Domain separation and synthetic monitoring

  • Versão de lançamento: Australia
  • Atualizado 12 de mar. de 2026
  • 1 min. de leitura
  • Domain separation is supported for synthetic monitoring. Domain separation enables you to separate data, processes, and administrative tasks into logical groupings called domains. You can control several aspects of this separation, including which users can see and access data.

    Support level: Basic

    • Business logic: Ensure that data goes into the proper domain for the application’s service provider use cases.
    • The application supports domain separation at run time.
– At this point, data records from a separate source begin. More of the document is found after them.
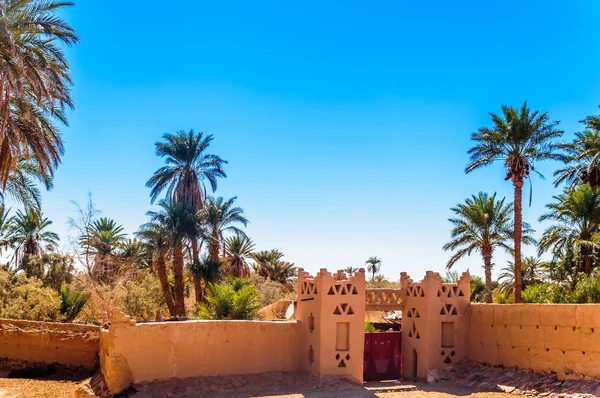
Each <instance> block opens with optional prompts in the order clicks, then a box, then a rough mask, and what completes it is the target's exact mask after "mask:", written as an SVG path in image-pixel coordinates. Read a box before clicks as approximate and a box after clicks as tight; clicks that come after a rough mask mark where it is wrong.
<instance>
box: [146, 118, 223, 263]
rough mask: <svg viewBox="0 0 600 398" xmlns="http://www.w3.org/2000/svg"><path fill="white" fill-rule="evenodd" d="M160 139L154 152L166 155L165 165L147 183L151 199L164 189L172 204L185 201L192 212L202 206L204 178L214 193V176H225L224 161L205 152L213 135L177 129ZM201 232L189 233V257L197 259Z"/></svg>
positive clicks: (183, 203)
mask: <svg viewBox="0 0 600 398" xmlns="http://www.w3.org/2000/svg"><path fill="white" fill-rule="evenodd" d="M163 140H164V141H163V142H157V143H156V144H155V145H156V154H157V155H158V156H160V157H161V158H165V163H166V165H165V166H163V167H161V168H160V169H158V170H157V171H156V172H155V173H154V175H153V176H152V178H150V179H149V180H148V182H147V183H146V186H147V187H148V188H151V191H150V198H151V202H152V203H154V202H155V201H156V200H157V199H158V197H159V196H160V195H161V194H162V192H163V191H166V195H167V198H169V199H171V200H173V201H174V202H175V203H179V204H184V205H185V206H187V207H188V209H189V210H190V211H191V212H192V213H196V212H198V211H199V210H202V209H203V208H204V201H205V200H206V186H205V184H204V183H205V181H208V183H209V184H210V187H211V189H212V191H213V192H215V191H216V189H217V179H218V178H226V177H227V174H225V171H224V170H223V165H224V164H226V163H227V161H226V160H223V159H221V158H220V157H219V156H217V155H213V154H210V153H208V147H209V146H210V143H211V142H212V140H213V136H212V135H207V136H204V135H203V133H195V132H194V130H190V131H189V132H187V133H186V132H184V131H179V132H177V133H176V134H164V135H163ZM200 235H201V234H200V231H196V234H195V235H193V236H190V242H191V245H192V260H193V261H194V262H198V261H199V255H200V253H199V252H200V250H199V248H198V238H200Z"/></svg>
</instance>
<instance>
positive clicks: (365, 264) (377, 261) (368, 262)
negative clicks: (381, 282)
mask: <svg viewBox="0 0 600 398" xmlns="http://www.w3.org/2000/svg"><path fill="white" fill-rule="evenodd" d="M365 265H366V266H367V271H369V272H370V273H371V274H372V275H373V277H372V278H371V280H373V281H374V280H375V274H377V273H378V272H379V271H381V259H380V258H377V257H369V259H368V260H367V261H365Z"/></svg>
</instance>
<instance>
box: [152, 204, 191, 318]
mask: <svg viewBox="0 0 600 398" xmlns="http://www.w3.org/2000/svg"><path fill="white" fill-rule="evenodd" d="M159 206H160V208H161V209H160V211H158V212H154V211H149V212H148V213H147V214H148V216H149V217H150V222H151V223H152V224H158V225H161V226H162V227H163V228H164V230H165V231H166V232H167V234H168V236H169V241H170V242H171V251H172V253H173V256H172V257H173V278H174V280H175V292H174V293H175V312H176V315H177V316H179V317H185V315H186V313H185V303H184V298H185V297H184V288H185V285H184V280H183V264H184V240H185V239H186V238H187V237H188V236H189V235H190V234H191V233H193V231H194V230H195V228H196V219H195V217H194V214H193V213H191V212H190V210H189V208H188V207H187V206H186V205H183V204H180V203H176V202H174V201H170V200H164V199H163V200H161V201H160V202H159Z"/></svg>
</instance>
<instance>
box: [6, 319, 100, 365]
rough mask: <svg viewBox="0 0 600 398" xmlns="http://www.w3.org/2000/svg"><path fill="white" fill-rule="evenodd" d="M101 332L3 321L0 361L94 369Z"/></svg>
mask: <svg viewBox="0 0 600 398" xmlns="http://www.w3.org/2000/svg"><path fill="white" fill-rule="evenodd" d="M99 350H100V328H99V327H96V326H84V325H76V324H63V323H50V322H31V321H20V320H12V319H0V358H8V359H12V360H18V361H26V362H44V363H59V364H62V365H69V366H83V367H85V368H90V369H91V368H94V367H95V366H96V364H97V362H98V352H99Z"/></svg>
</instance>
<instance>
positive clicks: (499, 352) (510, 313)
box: [468, 304, 600, 378]
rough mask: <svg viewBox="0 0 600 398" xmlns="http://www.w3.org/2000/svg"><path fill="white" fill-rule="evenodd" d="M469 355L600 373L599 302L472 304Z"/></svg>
mask: <svg viewBox="0 0 600 398" xmlns="http://www.w3.org/2000/svg"><path fill="white" fill-rule="evenodd" d="M470 322H471V326H470V333H469V336H468V339H469V359H472V360H474V361H477V362H482V363H487V364H489V365H504V366H506V367H518V368H521V369H530V370H535V371H541V372H555V373H556V374H557V375H558V376H559V377H561V378H581V377H585V378H600V304H582V305H570V304H555V305H552V304H521V305H501V304H471V320H470Z"/></svg>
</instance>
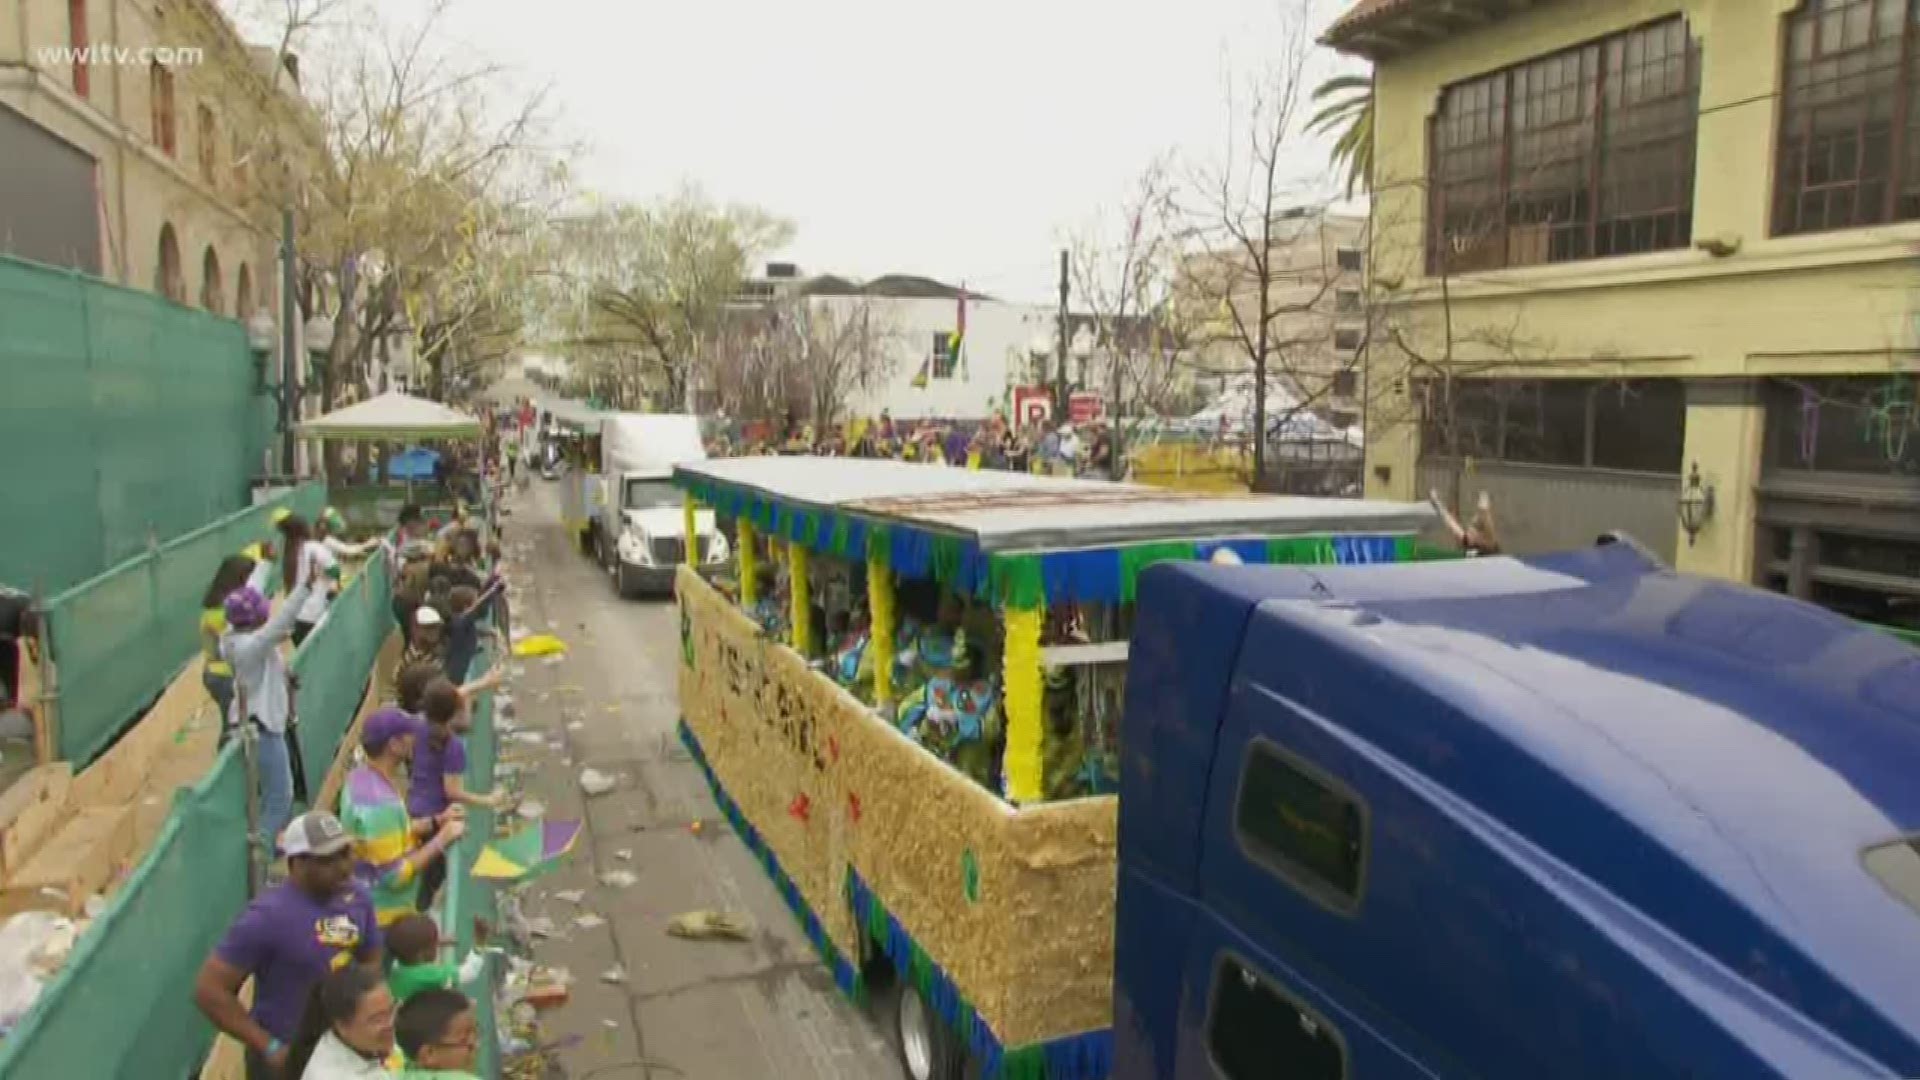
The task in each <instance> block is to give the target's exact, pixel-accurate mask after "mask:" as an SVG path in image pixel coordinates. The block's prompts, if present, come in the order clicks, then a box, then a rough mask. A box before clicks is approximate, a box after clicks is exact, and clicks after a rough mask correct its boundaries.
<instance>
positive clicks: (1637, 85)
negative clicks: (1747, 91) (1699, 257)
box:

The domain separation includes separation from the user interface, cache keys, reporting, rollups, and aggregations.
    • The owner of the instance must set up the application to function across multiple tenants.

    Sample use case: When a service provider (SP) uses chat to respond to a tenant-customer’s message, the customer must be able to see the SP's response.

    For more information on support levels, see Application support for domain separation.

    Domain separation and synthetic monitoring overview

    Domain separation is present in all aspects of the synthetic monitoring application. Users belonging to a specific domain see only the data existing in their own domain.

    How domain separation works in synthetic monitoring

    When data is separated by domains in synthetic monitoring, users can only configure and see the monitoring data in their own domain. By default, all users and records are set to the parent domain unless the admin assigns them to a specific domain.

    You define the domain-separated environment when you configure your data inputs. All relevant records and data processing in the synthetic monitoring program flow reside in the same domain as the data input. The domain name of a data input appears in the Domain column that is displayed in the tables in your instance.

    Using domain separation in your instance is transparent to synthetic monitoring. The application manages all aspects of the data, such as the monitor configurations and results. When a property is changed, the new value affects new sources only in the specific domain.

    When setting up Agent Client Collector (ACC) for non-hosted synthetic checks, each domain that supports non-hosted synthetics requires its own ACC cluster and MID Server. The ACC cluster and MID Server must be created in a leaf domain.